The President is a racist, and racism is a sin. I make that claim as one who has struggled with it. I grew up in the South, and racism made its insidious way into my mind and heart. Because of its distortions, I continually need the love of God for each and all to root it out and experience the freedom and joy which come when “perfect love casts out fear.”

The President uses, as he did this past week on his Truth Social account, and as he has done repeatedly across his very public life, crude tropes to express his racism and to inflame the fears of his base. When he posted, or allowed someone else to post, a video portraying Barack and Michelle Obama as apes, he showed us, again, who he is.
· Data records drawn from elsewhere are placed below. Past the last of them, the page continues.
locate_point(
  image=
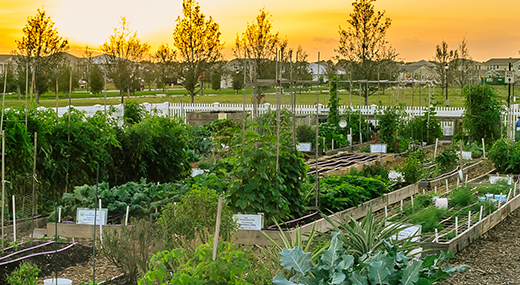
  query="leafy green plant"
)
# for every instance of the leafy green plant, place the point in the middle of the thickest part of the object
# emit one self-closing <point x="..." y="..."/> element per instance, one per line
<point x="462" y="197"/>
<point x="180" y="266"/>
<point x="430" y="218"/>
<point x="412" y="168"/>
<point x="369" y="235"/>
<point x="384" y="266"/>
<point x="142" y="198"/>
<point x="132" y="248"/>
<point x="25" y="274"/>
<point x="195" y="216"/>
<point x="447" y="160"/>
<point x="505" y="155"/>
<point x="342" y="192"/>
<point x="258" y="187"/>
<point x="482" y="115"/>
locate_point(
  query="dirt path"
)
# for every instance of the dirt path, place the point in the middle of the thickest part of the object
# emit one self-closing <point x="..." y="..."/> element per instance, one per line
<point x="494" y="258"/>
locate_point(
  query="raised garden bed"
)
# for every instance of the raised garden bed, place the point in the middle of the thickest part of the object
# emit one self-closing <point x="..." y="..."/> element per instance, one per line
<point x="322" y="225"/>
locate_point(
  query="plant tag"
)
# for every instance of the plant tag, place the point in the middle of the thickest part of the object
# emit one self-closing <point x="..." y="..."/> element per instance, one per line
<point x="304" y="147"/>
<point x="86" y="216"/>
<point x="378" y="148"/>
<point x="248" y="222"/>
Racism is a construct—a fiction—created and maintained by people who wanted to subordinate, control, exploit, profit from, and, in some cases, eliminate, human beings created in God’s image.

The President’s policies and tactics contradict the way of Jesus. Jesus’ character and values were shaped by the Hebrew prophets like Micah, who said, “He has told you, O mortal, what is good, and what does the Lord require of you but to do justice and to love kindness and to walk humbly with your God?” (6:9). In his parable on “the judgment of the nations” (Matthew 25:31-46) Jesus said “inasmuch as you’ve done it to the least of one of these kindred of mine, you’ve done it to me.”

Leadership in any arena is a tremendous responsibility. All leaders make mistakes and commit sins. I have. The integrity which leadership requires is not perfection, but it does include humility to learn from errors and repent of sin. Leaders with integrity acknowledge when they are wrong and work to set things as right as they can. Integrity involves a commitment to leadership as a form of service, not domination, and as an exercise in stewardship, not exploitation. 

Followers also have a responsibility to hold their leaders accountable for actions which aren’t good and true. Leaders who can’t or won’t admit when they are wrong can’t be trusted. Followers of such leaders are putting their own hearts—their own character— at risk.